I backed my first winner before I even got into the course proper. How I wasn’t wiped out by the guy in the estate that came hurtling toward to me as I was getting directed into the press carpark I’ll never know. Getting the car written off on day one of a two-day stint would have been a right pain. My guess is he (with a car full of people) was charging in to watch the charity race, he was definitely wearing metaphorical blinkers. The near miss gave me the collywobbles for a bit that’s for sure. I was more interested in a strong coffee than watching the race I assume he thought was dicing with death in the rush to see. It seemed a bit weird to have it at 12.30, almost two hours before the first race proper so I doubt there was any betting on it or that many people there to enjoy it.
The bookies were probably too busy still counting their winnings from their jaunts up to Liverpool to worry about pricing up a charity race anyhow. One front row layer did try to play down how much they must have copped by telling me how much he had paid out over one of the other ‘results’ of the meeting. He must have clocked the incredulous look on my face. He gave up but just stopped short of conceding that they had had it spark off. Believe it or not the same bookie, almost, and I say almost, looked guilty when it transpired that 40/1 shot Forresters Folly had won the opener. Another skinner for their books despite virtually all observers, including the usually spot-on cameraman, thinking Warden Hill had won. They were only a nose out.

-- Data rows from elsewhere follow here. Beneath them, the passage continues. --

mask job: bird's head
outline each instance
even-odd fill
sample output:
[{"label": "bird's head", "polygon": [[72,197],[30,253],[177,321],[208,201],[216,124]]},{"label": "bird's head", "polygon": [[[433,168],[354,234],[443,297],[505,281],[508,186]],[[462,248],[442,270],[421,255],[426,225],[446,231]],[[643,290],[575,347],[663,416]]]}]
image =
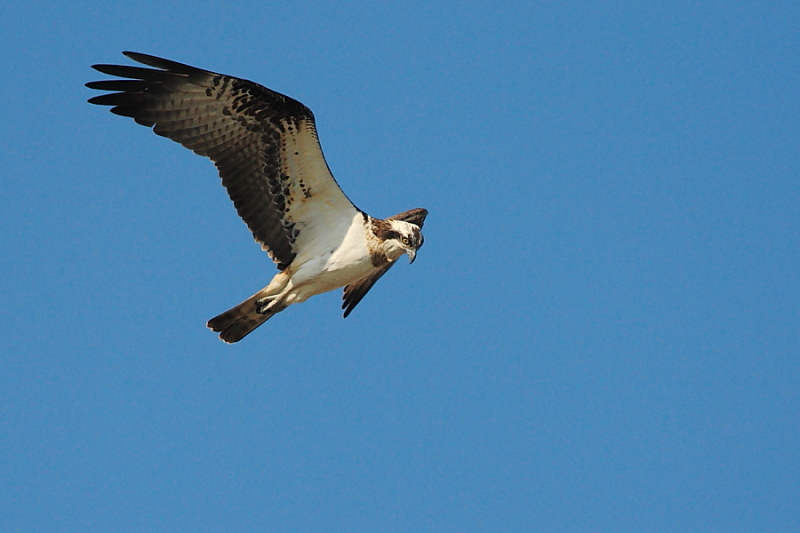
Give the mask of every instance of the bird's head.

Of course, as these are bookmakers that we are talking about, there were moans that business was a bit thin in the first despite the good crowd. Things picked up in the next with the help of one firm getting involved in a small way. Not on the winner though. Victor Leudorum was another result for the ring, at least on paper at 16/1 but had been a pony so wasn’t a total surprise in some quarters.
Race three was a 16-runner handicap. Now I don’t want to bore people to death banging on and on about the place terms that books in the ring bet to. The vast majority went 1/5 the odds a place which is fast becoming the norm though the hardcore few on the rails are keeping the flag flying betting 1/4. Yes the punters do have the edge in these races, as opposed to the bookies having it the bulk of the time. Many businesses have a loss-leader that they absorb for the better good so fair play to those that take the same approach continue to offer the punters value. One of these bookmakers was incandescent with rage that another rails firm was betting to 1/6th, yes on the rails at Ascot, surely there’s little to justify it. Aptly named 4/1 shot Calculated Risk won the race, you’d have to hope that at least one firm stood it for their maximum.

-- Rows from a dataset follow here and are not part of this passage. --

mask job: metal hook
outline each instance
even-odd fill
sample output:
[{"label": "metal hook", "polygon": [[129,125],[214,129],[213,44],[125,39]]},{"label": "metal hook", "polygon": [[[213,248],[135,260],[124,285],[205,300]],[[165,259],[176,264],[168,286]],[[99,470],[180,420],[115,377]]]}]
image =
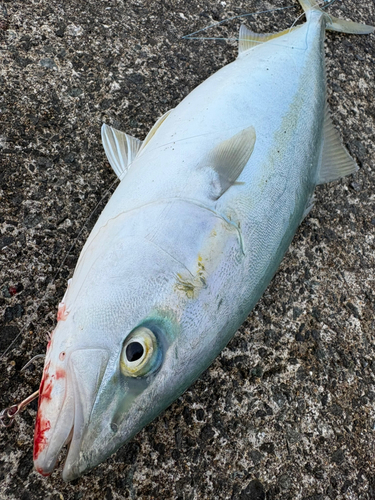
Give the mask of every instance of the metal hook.
[{"label": "metal hook", "polygon": [[35,391],[33,394],[28,396],[26,399],[21,401],[16,405],[9,406],[0,412],[0,422],[3,427],[10,427],[16,416],[20,413],[20,411],[31,401],[34,401],[39,396],[39,390]]},{"label": "metal hook", "polygon": [[[23,368],[21,368],[21,372],[26,370],[26,368],[36,359],[45,357],[46,357],[45,354],[37,354],[36,356],[31,358],[30,361],[28,361]],[[34,401],[34,399],[36,399],[38,396],[39,396],[39,390],[35,391],[33,394],[31,394],[26,399],[21,401],[21,403],[9,406],[8,408],[2,410],[0,412],[0,424],[3,427],[10,427],[13,424],[16,416],[20,413],[20,411],[29,403],[31,403],[31,401]]]}]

Well -fancied horses winning didn’t last for long, 11/1 shot Fairy Rath took the next, though it had been 14/1 so someone somewhere had a tickle. Not with one layer you’d assume who was later reported to have been celebrating with the winning connections, who happened to include Mrs Jeremy Kyle. There didn’t seem to be many others in the ring that had laid it either mind. A cheerful bookmaker volunteered the information that they had now got a few quid in front and were now ‘snapping the elastic bands around the winnings’. Maybe a race too soon because the next winner went in a 10/1.
The penultimate had the ring in a bit of a spin. There appeared to be a right old touch going down on Tim Vaughan’s Ballyrock whose price collapsed from 12/1 into 4/1. Appearances can be deceptive these days though, it looks as if it was an increasingly common case of the exchange tail wagging the on-course dog. Those sorts of gambles can be self-perpetuating though and there was a rumour that one firm had laid a £4000- £1000. Those who followed the money knew their fate a long way out when a blunder and a stirrupless jockey put paid to what ever might have been plotted. Not only did the books get that one beaten but were handed another near skinner with 33/1 winner Regal Presence.

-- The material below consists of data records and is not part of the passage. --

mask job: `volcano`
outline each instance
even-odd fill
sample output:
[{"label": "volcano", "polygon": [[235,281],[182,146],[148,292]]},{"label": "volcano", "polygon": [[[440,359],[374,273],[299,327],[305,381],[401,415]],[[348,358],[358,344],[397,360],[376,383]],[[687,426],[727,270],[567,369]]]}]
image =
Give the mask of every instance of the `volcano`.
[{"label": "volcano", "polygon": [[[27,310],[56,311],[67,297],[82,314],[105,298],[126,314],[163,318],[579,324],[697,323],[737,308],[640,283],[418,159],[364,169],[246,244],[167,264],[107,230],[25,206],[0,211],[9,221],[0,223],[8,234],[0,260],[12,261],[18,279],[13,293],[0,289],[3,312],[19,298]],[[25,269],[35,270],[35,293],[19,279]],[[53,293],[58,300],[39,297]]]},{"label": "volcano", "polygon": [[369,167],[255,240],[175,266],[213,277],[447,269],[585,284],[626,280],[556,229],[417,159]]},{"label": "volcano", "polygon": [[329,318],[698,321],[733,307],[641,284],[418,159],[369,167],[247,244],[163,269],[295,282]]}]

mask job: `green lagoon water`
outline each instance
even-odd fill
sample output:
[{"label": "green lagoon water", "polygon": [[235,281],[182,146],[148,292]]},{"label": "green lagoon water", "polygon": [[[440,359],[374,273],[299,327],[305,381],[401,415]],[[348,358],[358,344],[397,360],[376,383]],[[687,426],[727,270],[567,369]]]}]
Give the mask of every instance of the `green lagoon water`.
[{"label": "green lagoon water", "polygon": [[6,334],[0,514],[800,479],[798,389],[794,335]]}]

Judging by their long faces the firm that had pretty much shut up shop by snapping their elastic realised that they had done it wrong even though they’d got it right. No surprise then that they decided to call it a day and pack up and head for home before the concluding Hunters’ Chase. The jolly won that one. Not bad judges after all.
One happy footnote, at least for me personally. Anyone who read my blog over Cheltenham will know that I had set my heart on buying a tweed jacket and waistcoat from the profits of an ante-post punt when Reve de Sivola won the World Hurdle. As we all know, Reve didn’t quite make the frame and Geoff Banks kept my money. But Timothy Foxx got a sale anyway. Well that nice Geoff was offering a free £5 each-way bet on the Grand National to existing clients, I followed my mate Andrew Mount’s advice and had it on Aurora’s Encore. Geoff laid me 80/1. What a gentleman, you paid for it in the end, thanks very much. Aye Aye!